Assumindo o Estado o dever de proteger os cidadãos contra a agressão aos seus direitos por parte de terceiros, deverá haver articulação entre a defesa dos direitos dos cidadãos com o direito à segurança (artº. 27º., CRP de 1976). Conforme o artº. 273º. desta mesma CRP, é da competência dos serviços da polícia garantir, não apenas a segurança interna como ainda assumir a defesa nacional contra agressões e ameaças externas.

Por segurança interna entende-se então toda a atividade levada a cabo pelo estado no sentido de garantir a ordem, a segurança e a tranquilidade públicas, proteger pessoas e bens, prevenir a criminalidade e contribuir para assegurar o normal funcionamento das instituições democráticas, o regular exercício dos direitos e liberdades fundamentais dos cidadãos e o respeito pela legalidade democrática. Esta é então a missão da Polícia. E que a define.

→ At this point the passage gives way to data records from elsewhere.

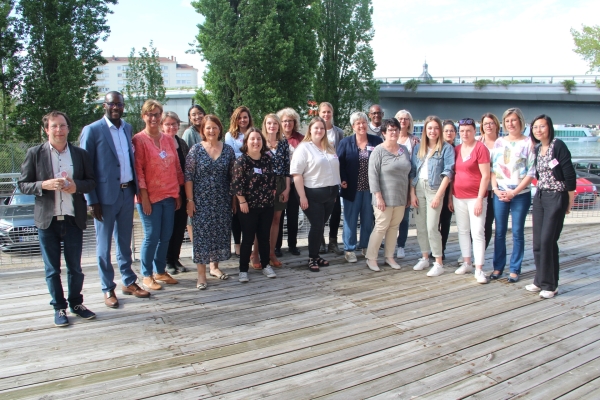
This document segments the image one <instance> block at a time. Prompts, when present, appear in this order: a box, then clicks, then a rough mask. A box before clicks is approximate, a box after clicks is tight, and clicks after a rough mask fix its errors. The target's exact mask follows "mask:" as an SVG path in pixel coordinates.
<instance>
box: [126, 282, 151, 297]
mask: <svg viewBox="0 0 600 400" xmlns="http://www.w3.org/2000/svg"><path fill="white" fill-rule="evenodd" d="M121 292H123V294H126V295H134V296H135V297H140V298H147V297H150V293H148V292H146V291H145V290H144V289H142V288H141V287H139V286H138V284H137V283H132V284H131V285H129V286H123V287H121Z"/></svg>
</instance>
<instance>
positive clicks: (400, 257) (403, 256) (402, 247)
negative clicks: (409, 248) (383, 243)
mask: <svg viewBox="0 0 600 400" xmlns="http://www.w3.org/2000/svg"><path fill="white" fill-rule="evenodd" d="M404 257H406V255H405V254H404V247H398V250H396V258H404Z"/></svg>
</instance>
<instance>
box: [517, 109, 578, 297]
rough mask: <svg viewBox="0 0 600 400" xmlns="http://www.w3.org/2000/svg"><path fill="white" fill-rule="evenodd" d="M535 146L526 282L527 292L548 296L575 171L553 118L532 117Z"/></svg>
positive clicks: (557, 269) (568, 206) (569, 206)
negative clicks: (533, 172) (557, 136)
mask: <svg viewBox="0 0 600 400" xmlns="http://www.w3.org/2000/svg"><path fill="white" fill-rule="evenodd" d="M531 131H532V132H533V141H534V142H535V143H537V145H536V147H535V170H536V178H537V180H538V182H537V191H536V193H535V197H534V198H533V258H534V260H535V278H534V279H533V284H531V285H527V286H525V289H527V290H528V291H530V292H536V293H538V292H539V296H540V297H542V298H544V299H550V298H552V297H554V296H556V294H558V272H559V270H560V266H559V263H558V244H557V242H558V238H559V237H560V233H561V231H562V227H563V223H564V220H565V215H566V214H569V213H570V212H571V208H572V207H573V200H574V198H575V188H576V185H577V184H576V179H577V177H576V175H575V169H574V168H573V164H572V163H571V153H570V152H569V149H568V148H567V146H566V145H565V144H564V142H562V141H560V140H558V139H556V138H555V137H554V126H553V125H552V119H550V117H548V116H547V115H540V116H538V117H535V119H534V120H533V122H532V123H531Z"/></svg>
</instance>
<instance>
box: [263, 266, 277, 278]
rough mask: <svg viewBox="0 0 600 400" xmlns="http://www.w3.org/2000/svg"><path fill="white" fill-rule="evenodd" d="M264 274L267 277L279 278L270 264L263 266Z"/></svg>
mask: <svg viewBox="0 0 600 400" xmlns="http://www.w3.org/2000/svg"><path fill="white" fill-rule="evenodd" d="M263 275H264V276H266V277H267V278H277V275H275V272H274V271H273V268H271V266H270V265H267V266H266V267H264V268H263Z"/></svg>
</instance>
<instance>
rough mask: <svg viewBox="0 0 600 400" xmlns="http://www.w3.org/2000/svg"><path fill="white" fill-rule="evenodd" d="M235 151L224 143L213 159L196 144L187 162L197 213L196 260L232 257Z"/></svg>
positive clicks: (194, 203) (202, 262)
mask: <svg viewBox="0 0 600 400" xmlns="http://www.w3.org/2000/svg"><path fill="white" fill-rule="evenodd" d="M234 161H235V153H234V151H233V149H232V148H231V146H229V145H227V144H223V150H222V151H221V155H220V156H219V157H218V158H217V159H216V160H213V159H212V158H210V156H209V155H208V153H207V152H206V150H205V149H204V146H202V144H196V145H194V146H193V147H192V149H191V150H190V152H189V153H188V156H187V158H186V162H185V181H186V182H190V181H191V182H192V183H193V193H194V204H195V206H196V212H195V213H194V216H193V217H192V228H193V234H194V259H193V261H194V263H196V264H208V263H210V262H219V261H224V260H228V259H229V258H230V257H231V236H230V230H231V216H232V210H231V194H230V185H231V170H232V168H233V163H234Z"/></svg>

A PSP tem um efetivo de cerca de 23000, conforme o Balanço Social da PSP de 2011. As missões que lhe estão atribuídas pela lei, englobam um vasto conjunto de atividades. Deste fato, decorre um intenso, quotidiano e inevitável contato entre os elementos policiais e os cidadãos. Resultado da evolução tecnológica, há uma utilização crescente das novas tecnologias, que se manifestam em aplicações distintas e em todos os setores da atividade policial (Estratégia para as Tecnologias de Informação e Comunicação na PSP: 2013-2016 [doravante, ETIC-PSP]). Assumindo essas tecnologias como instrumentos que potencializam a eficácia policial, numa instituição com as caraterísticas e a missão da PSP, são nos recursos humanos que reside o seu mais importante e estratégico recurso, não apenas pela capacidade de utilizar, inovar e potenciar em seu próprio benefício essas tecnologias nas quais houve inteligência e sentido de oportunidade em investir, mas também porque grande parte da eficiência e eficácia policial depende em grande medida da qualidade do desempenho e do contato interpessoal que se desenvolve entre os efetivos da PSP entre si e com o cidadão, para a defesa e proteção do qual esta instituição procura servir.

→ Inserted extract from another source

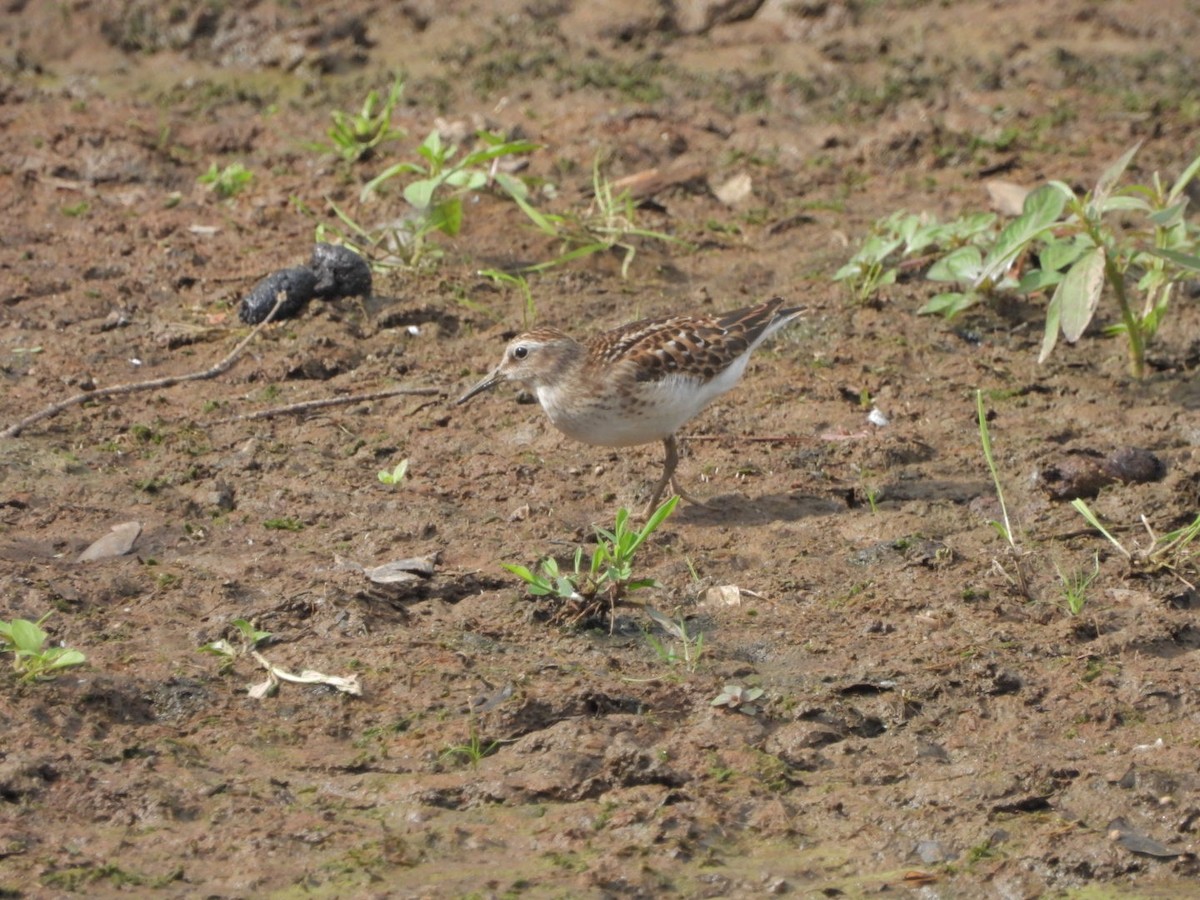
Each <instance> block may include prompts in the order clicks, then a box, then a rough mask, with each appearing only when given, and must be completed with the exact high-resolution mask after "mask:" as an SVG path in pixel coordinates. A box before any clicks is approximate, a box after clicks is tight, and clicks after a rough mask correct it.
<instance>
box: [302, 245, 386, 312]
mask: <svg viewBox="0 0 1200 900" xmlns="http://www.w3.org/2000/svg"><path fill="white" fill-rule="evenodd" d="M308 266H310V268H311V269H312V270H313V272H314V274H316V275H317V284H316V287H314V288H313V296H316V298H318V299H319V300H336V299H338V298H341V296H371V266H370V265H367V260H365V259H364V258H362V257H360V256H359V254H358V253H355V252H354V251H353V250H350V248H349V247H343V246H342V245H340V244H318V245H317V246H316V247H313V248H312V259H310V260H308Z"/></svg>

A PSP tem como sua entidade tutelar, o Ministério da Administração Interna, sendo a sua organização única a nível nacional e abrangendo todo o território português. Carateriza-se pela sua organização hierárquica e respeita a diferenciação entre aquelas que são as funções policiais e as que correspondem às funções gerais de gestão e administração públicas, em todos os níveis da sua estrutura; as primeiras obedecem à hierarquia de comando e as segundas às regras gerais da hierarquia da função pública (Lei nº. 53/2007 de 31 de agosto).